Holly stood out from the other subjects in the documentary because she didn’t view the convention in the same way. With a dry wit and a laser focus on one aspect of Comic-Con, she was not the typical comic fan you would expect in this kind of documentary. Obviously she’s a fan. She was just really focused on showcasing her work in that contest.
Holly Conrad now runs Crabcat Industries with Jessica Merizan, the person who never left the sewing machine when Morgan Spurlock filmed the workshop. The duo now have a costume and fabrication how-to show on the Nerdist Channel called Try This at Home with Crabcat Industries.
The first episode showed a clear direction for the program. Holly and Jessica have fun doing this work. They also have really sarcastic personalities and love a good awkward moment.
The first episode focused on setting up a workshop. They ran down their recommended safety equipment and tools before they really start fooling around with their friends/coworkers. Since there’s no right way to set up a studio (other than what works for you while still being safe), the episode doesn’t focus too much on how this team set up their studio. You get enough shots of their shelves, wall units, and hanging system to inspire your own set-up without dictating what you have to do.

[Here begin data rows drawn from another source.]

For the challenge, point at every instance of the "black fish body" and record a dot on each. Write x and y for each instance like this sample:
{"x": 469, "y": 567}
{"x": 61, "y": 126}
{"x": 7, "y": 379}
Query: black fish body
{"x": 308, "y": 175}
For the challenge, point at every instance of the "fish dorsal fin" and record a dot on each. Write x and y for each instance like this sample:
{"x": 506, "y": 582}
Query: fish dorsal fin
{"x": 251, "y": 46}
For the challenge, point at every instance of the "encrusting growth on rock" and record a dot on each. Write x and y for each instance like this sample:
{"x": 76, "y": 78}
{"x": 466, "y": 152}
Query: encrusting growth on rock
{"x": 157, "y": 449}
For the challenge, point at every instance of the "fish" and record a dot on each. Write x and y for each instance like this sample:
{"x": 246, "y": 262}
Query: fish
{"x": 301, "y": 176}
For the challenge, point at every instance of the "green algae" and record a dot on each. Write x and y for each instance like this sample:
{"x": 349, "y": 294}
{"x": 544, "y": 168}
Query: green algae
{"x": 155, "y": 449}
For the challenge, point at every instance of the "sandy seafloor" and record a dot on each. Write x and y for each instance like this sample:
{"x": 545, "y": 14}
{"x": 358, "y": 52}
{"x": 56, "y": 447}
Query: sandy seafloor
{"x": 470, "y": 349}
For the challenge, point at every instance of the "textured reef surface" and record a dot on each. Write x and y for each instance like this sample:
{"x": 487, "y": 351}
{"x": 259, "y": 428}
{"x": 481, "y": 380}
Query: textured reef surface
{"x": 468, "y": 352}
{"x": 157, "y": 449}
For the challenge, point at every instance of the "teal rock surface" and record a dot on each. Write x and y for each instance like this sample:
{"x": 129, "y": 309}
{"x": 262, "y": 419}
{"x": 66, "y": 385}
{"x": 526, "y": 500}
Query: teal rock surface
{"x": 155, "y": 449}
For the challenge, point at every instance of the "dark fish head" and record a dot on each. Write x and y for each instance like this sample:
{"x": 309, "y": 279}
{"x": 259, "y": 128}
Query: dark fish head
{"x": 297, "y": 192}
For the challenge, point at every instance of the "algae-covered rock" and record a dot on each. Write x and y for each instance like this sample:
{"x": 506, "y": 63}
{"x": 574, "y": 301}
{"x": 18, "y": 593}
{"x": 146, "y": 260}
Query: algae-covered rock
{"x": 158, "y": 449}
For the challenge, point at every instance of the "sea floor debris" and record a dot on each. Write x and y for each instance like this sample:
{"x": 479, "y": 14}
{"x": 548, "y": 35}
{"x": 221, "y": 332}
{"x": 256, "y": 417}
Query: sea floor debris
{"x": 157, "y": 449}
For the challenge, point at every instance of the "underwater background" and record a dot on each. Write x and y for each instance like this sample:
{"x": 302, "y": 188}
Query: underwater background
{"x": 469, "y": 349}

Try This at Home is a very relaxed DIY show. Fabrication and costume design are wide fields with no definitive solution to any challenge. Aside from the tools (heat guns, sealants, vacuum forms, sewing machines, rotary tools, etc.), all you need to declare success is a safely completed finish product. Whether you do it in foam, recycled materials, or latex casting, all that matters is that finished product. Does it look good? Is it durable? Does it do everything it’s supposed to? Then you’ve succeeded.
The second episode focused on creating an Infinity Gauntlet (a super-powered weapon wielded by Thanos in the Marvel universe) and is a fast look at fabrication. Holly drafts a quick paper pattern, then cuts away at foam until she has something resembling the Infinity Gauntlet. Then it’s all carving, gluing, sealing, and painting from there.
At first, I questioned whether going through the steps so quickly was a wise decision. If someone wanted to make the exact same Infinity Gauntlet featured in this episode, they would have to watch a few times and parse out some of the unnamed extra steps. The edit assumes that someone who wants to do this project has a good sense of intuition.
Then I realized that, with editing for time, this became a sort of introduction to this style of fabrication. Holly runs down all the equipment she used to create a metallic texture on the foam. It’s up to you to follow the product directions and experiment with application techniques.
As I’ve learned from a lifetime of ceramics and crafting, there is no one right way to create a fake finish. This show is telling you what you need to get to experiment with this method. Do you want your gauntlet rough or smooth? How much gold is enough gold for your design? Do you want to do the bulk of your work in carving or painting the piece? Those are the choices you have to make when doing any kind of DIY project.
The important takeaway for me with Try This at Home is the no stress atmosphere. Making things is frustrating. The last thing you want to do is be so serious that you lose out on any fun in the process. You’re making costumes and props. It should be fun. You should be able to fool around with your friend and get the job done.
If you have any interest in design and fabrication, it’s worth checking out Try This at Home. It’s a fun introduction to how his process works.